= Camera monitor =

Camera monitor at a sports event.

A camera monitor (or external monitor) is a monitor that attaches externally to a digital camera to aid with photography and cinematography. Camera monitors typically have larger displays than the built-in monitors on consumer cameras, and are also usually brighter and able to reproduce color better. Consumer friendly units use HDMI for connecting to the camera, while higher end camera monitors may also offer SDI connections.

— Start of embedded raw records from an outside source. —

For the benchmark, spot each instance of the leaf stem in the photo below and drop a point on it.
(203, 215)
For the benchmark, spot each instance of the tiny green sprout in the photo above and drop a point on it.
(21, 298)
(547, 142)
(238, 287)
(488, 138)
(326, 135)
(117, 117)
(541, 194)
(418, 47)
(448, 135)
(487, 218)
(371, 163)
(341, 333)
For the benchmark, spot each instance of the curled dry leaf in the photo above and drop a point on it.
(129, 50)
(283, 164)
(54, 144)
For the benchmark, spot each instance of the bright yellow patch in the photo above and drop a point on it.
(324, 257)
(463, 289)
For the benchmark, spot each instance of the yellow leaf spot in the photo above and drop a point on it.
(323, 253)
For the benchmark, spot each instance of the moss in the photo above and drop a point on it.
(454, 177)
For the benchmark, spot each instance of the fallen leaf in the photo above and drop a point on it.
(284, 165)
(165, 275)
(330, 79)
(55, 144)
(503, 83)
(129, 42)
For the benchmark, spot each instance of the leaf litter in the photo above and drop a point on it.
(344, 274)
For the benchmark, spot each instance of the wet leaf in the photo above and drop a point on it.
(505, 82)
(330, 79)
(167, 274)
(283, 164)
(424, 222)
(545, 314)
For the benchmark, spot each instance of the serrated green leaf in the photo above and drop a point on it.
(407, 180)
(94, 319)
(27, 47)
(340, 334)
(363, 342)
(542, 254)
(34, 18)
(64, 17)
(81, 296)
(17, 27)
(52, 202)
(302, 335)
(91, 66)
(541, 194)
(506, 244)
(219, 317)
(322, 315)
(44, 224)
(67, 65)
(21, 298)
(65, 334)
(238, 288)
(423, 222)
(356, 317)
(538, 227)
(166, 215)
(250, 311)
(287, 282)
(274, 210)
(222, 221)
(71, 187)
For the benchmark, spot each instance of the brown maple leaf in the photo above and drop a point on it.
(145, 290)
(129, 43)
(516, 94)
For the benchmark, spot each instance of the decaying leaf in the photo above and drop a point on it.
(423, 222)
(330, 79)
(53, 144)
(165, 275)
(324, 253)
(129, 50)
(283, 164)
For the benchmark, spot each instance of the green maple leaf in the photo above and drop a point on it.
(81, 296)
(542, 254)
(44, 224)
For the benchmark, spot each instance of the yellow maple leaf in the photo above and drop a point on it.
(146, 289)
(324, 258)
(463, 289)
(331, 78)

While some are powered by a single battery, others can be powered by two batteries and offer a hot swapping capability. It's not uncommon for an AC adapter to be available as well for indoor photography or filming.

==Functions==
In addition to providing a larger display, many camera monitors provide additional tools to assist camera operators. Such tools include framing guides, focus peaking, zebra stripes, waveform monitors (oftentimes as an "RGB parade"), vectorscopes and false color to highlight areas of the image critical to the operator. Most typically provide the ability to apply a LUT to the video in real-time allowing filmmakers to view their footage with their color grading already applied.

==Recorders==
Some camera monitors also offer a recording function. These recorders typically encode footage in a higher quality (using CODECs such as Apple ProRes or Avid Technology's DNxHR codec) and to larger storage mediums than many consumer cameras provide internally. Additionally, many cameras output higher quality video (with less or no chroma subsampling and potentially a higher color depth) through their external connections than they can record internally. For example, some cameras output 10-bit color with 4:2:2 chroma subsampling through their HDMI connections, while only recording 8-bit color with 4:2:0 chroma subsampling internally.

Recorder monitors are also used in conjunction with PTZ cameras to allow recording and editing on the fly. This has the twin benefit of avoiding the PTZ camera getting too hot as well as allowing editing to take place in real time with the use of LUTs etc., thus saving time and money.